Las distorsiones de la crisis argentina han hecho que, a diferencia de lo que ocurre en las economías virtuosas, un funcionario medio del Estado cobre mucho más que el gerente de planta de una industria. En organismos como el PAMI, la Anses o la AFIP se cobran salarios muy superiores a los del promedio del sector privado. Ser funcionario en el Ministerio de Agricultura es mucho más rentable (y menos riesgoso y sacrificado) que trabajar una chacra.
Todo eso nutre un círculo perverso: a medida que el Estado necesita más recursos para financiarse, más ahoga –y más achica– a los sectores privados de la producción y el comercio. El ascenso de los obsecuentes deteriora, a la vez, la calidad profesional del servicio público. Se consolida un Estado cada vez más caro y más ineficaz; más voraz y más incompetente. Como contracara, el sector privado se debilita y pierde capacidad para retener a sus propios talentos. Así es como se plantea otra opción dramática de la Argentina degradada: Estado o migración. Muchos jóvenes –y no tanto– sienten que la rebeldía pasa por irse del país.
La cultura política dominante se aferra, mientras tanto, a los sillones y despachos. Son lugares donde no se miden resultados; donde no hace falta capacitarse ni mantenerse competitivos para conservar el puesto; donde los sueldos se pagan con emisión, no con producción. En esa cultura, el peor castigo es la expulsión del paraíso, encarnado en los cargos del Estado. De ahí deriva la sentencia que hemos leído en estos días: “Ni una embajada, ni a trabajar con un intendente”. Es la condena al ostracismo, reservada para aquel que se convierte en enemigo.

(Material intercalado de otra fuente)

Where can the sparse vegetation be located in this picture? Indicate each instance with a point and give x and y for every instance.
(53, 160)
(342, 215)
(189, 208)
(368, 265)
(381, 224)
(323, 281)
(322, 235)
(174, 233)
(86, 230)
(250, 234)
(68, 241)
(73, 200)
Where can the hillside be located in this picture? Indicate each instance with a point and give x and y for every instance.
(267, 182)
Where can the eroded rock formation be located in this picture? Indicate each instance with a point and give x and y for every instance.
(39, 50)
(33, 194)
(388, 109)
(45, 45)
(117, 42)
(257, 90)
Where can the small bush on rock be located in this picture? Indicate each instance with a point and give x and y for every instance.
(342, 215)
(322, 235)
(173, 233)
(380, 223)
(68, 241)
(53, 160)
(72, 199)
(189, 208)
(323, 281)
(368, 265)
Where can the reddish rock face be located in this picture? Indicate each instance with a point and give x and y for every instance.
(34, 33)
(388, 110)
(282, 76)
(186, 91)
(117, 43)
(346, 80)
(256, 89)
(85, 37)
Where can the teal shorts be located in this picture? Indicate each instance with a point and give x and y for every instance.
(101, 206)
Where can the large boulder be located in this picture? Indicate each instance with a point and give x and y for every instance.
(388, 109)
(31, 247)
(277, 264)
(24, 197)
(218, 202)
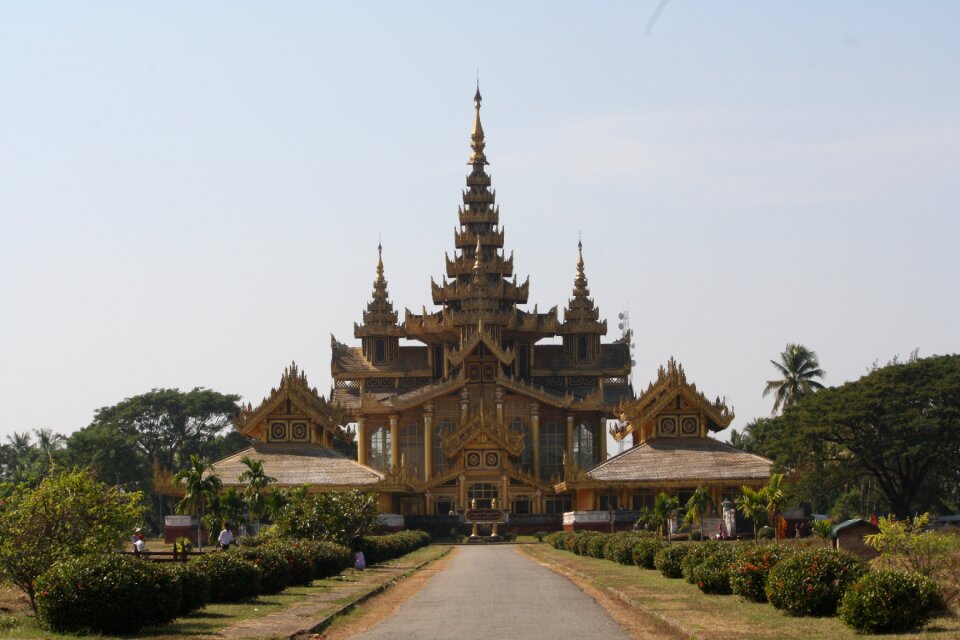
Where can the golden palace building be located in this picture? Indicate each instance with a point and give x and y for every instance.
(484, 403)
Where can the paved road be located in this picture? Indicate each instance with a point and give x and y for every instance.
(496, 593)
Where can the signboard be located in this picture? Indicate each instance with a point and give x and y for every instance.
(179, 521)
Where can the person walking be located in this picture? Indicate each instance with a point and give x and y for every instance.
(226, 537)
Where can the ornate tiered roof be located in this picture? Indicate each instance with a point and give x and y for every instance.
(581, 316)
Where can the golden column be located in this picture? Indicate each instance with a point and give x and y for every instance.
(427, 441)
(602, 430)
(361, 440)
(394, 441)
(535, 434)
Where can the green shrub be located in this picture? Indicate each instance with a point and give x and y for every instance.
(377, 549)
(697, 554)
(619, 547)
(194, 587)
(231, 577)
(643, 551)
(886, 601)
(109, 593)
(812, 582)
(596, 546)
(749, 571)
(667, 560)
(272, 560)
(712, 575)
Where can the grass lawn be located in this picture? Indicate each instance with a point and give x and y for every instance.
(712, 616)
(215, 617)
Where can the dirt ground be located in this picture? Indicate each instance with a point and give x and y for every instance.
(385, 604)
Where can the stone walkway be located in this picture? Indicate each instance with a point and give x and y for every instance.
(305, 615)
(496, 592)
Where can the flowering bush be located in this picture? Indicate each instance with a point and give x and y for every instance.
(644, 551)
(697, 554)
(812, 582)
(667, 560)
(886, 601)
(231, 577)
(749, 571)
(712, 575)
(194, 587)
(109, 593)
(275, 571)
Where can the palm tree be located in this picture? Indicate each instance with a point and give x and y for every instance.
(697, 506)
(201, 488)
(752, 505)
(257, 480)
(800, 368)
(664, 509)
(776, 500)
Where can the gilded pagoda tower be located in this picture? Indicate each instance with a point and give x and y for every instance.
(480, 404)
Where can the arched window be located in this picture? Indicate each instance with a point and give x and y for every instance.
(583, 446)
(441, 464)
(526, 457)
(380, 453)
(411, 447)
(553, 442)
(483, 493)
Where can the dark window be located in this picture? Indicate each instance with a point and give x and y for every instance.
(438, 361)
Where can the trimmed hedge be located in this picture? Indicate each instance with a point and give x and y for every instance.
(644, 551)
(274, 564)
(886, 601)
(749, 572)
(231, 577)
(712, 575)
(667, 560)
(194, 587)
(812, 582)
(110, 593)
(377, 549)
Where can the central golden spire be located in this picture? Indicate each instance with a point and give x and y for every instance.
(477, 142)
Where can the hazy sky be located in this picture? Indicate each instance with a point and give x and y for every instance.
(191, 193)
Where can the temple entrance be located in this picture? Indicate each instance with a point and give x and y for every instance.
(484, 493)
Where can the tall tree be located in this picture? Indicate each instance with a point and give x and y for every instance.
(257, 481)
(800, 370)
(899, 424)
(201, 488)
(697, 506)
(170, 425)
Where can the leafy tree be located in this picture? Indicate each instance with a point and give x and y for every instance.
(335, 516)
(776, 500)
(169, 425)
(664, 509)
(69, 514)
(822, 529)
(257, 481)
(800, 370)
(697, 505)
(753, 505)
(899, 425)
(202, 488)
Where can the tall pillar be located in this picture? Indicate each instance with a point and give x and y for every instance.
(427, 442)
(602, 430)
(394, 441)
(535, 434)
(362, 440)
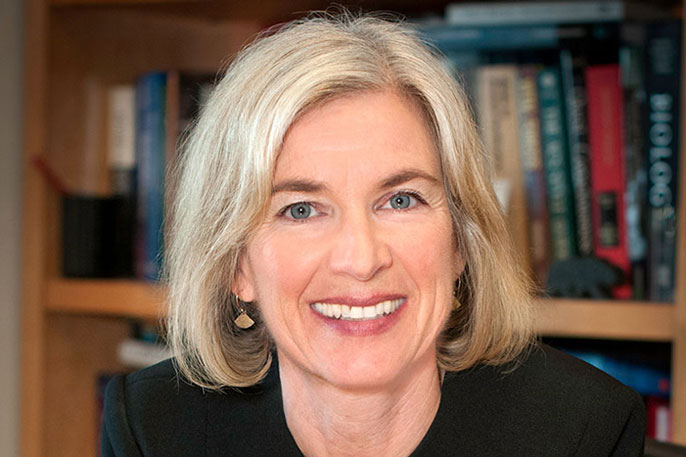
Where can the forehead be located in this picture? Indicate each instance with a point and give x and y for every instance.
(362, 132)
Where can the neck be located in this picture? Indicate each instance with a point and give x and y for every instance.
(333, 421)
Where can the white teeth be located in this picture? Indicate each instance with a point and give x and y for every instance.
(347, 312)
(379, 308)
(336, 311)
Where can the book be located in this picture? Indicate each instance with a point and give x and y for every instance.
(528, 12)
(572, 66)
(497, 120)
(631, 59)
(530, 156)
(643, 378)
(470, 38)
(121, 163)
(658, 418)
(151, 164)
(137, 353)
(121, 138)
(559, 190)
(663, 134)
(606, 158)
(186, 93)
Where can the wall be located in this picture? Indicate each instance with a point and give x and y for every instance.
(11, 26)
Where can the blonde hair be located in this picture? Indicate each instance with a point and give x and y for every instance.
(224, 184)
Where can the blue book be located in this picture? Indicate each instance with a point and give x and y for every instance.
(644, 379)
(451, 38)
(151, 162)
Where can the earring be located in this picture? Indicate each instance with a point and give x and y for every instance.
(242, 321)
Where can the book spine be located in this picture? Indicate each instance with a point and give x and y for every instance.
(556, 164)
(631, 60)
(606, 140)
(497, 117)
(658, 418)
(469, 38)
(663, 79)
(533, 12)
(121, 140)
(150, 156)
(573, 84)
(532, 168)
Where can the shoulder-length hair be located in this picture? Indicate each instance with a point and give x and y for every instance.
(223, 185)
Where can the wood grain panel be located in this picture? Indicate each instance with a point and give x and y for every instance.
(605, 319)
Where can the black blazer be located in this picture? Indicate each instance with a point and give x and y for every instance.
(548, 404)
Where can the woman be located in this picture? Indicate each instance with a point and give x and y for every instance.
(334, 211)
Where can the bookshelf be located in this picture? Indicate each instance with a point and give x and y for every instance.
(71, 327)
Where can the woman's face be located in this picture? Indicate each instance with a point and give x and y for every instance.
(353, 267)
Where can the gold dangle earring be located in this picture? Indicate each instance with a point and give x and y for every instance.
(242, 321)
(456, 287)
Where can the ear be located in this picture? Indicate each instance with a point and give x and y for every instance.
(244, 285)
(459, 263)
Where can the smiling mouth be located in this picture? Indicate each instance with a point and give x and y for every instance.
(358, 313)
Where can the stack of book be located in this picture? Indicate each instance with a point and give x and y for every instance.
(147, 121)
(578, 105)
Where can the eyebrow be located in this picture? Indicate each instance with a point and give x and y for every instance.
(298, 185)
(405, 176)
(310, 186)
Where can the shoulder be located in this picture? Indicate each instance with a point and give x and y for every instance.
(550, 403)
(156, 412)
(147, 412)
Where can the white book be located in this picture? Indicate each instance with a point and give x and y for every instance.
(139, 354)
(532, 12)
(121, 138)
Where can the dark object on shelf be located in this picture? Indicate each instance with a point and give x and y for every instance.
(583, 277)
(97, 236)
(655, 448)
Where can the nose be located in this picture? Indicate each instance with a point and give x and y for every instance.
(359, 249)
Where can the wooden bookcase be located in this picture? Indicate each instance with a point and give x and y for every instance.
(71, 327)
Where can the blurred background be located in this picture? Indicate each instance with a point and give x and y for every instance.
(106, 90)
(11, 30)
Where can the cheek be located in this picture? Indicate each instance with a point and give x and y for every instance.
(281, 267)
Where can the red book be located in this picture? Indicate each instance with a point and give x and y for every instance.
(606, 157)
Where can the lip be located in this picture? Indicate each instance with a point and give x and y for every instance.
(361, 328)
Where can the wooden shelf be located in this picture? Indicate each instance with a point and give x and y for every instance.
(602, 319)
(120, 298)
(605, 319)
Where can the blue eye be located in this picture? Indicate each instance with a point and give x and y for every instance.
(401, 201)
(300, 210)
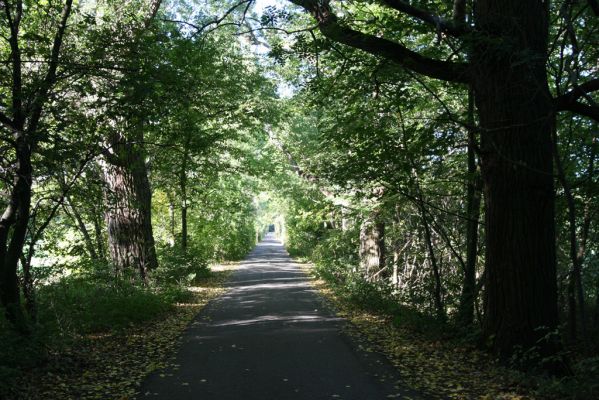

El razonamiento muestra, además, la magra valoración que tiene esa cultura de algunos estamentos del sistema institucional. Las embajadas y las intendencias parecen lugares menores, como becas de contención laboral para aquellos que dejan de manejar los verdaderos resortes del poder y “las cajas” más sensibles. Se expresa así una visión aldeana, que desprecia dos áreas cruciales de la gobernanza en toda democracia moderna: una tiene que ver con la relación y el intercambio con el mundo; la otra, nada menos que con la “polis”, esa escala humana de la “micropolítica” que, más ágil y flexible, resulta propicia para mejorar la vida de los ciudadanos con soluciones creativas y eficientes. Deberían ser desafíos mayores; no meros premios consuelo.
A la titular de la AFI, que se fue sin exhibir resultados, pero tampoco discrepancias; que no iluminó los sótanos de la inteligencia, pero hizo lo que le pidieron, se la ha premiado –por supuesto– con el ofrecimiento de una embajada. En la piñata le tocó la de Israel, ocupada hasta ahora por un exgobernador condenado por corrupción. Son apenas otras muestras de esta cultura del poder. La administración pública ha dejado de ser el terreno de la idoneidad para convertirse en el de la obediencia debida.
Hay algo que ahora mismo podemos hacer frente a tantas distorsiones: no naturalizarlas. No resignarnos a que “la piñata del Estado” exprese el código natural de la política. No convalidar, con indiferencia ciudadana, esa lógica de “esclavos o enemigos”.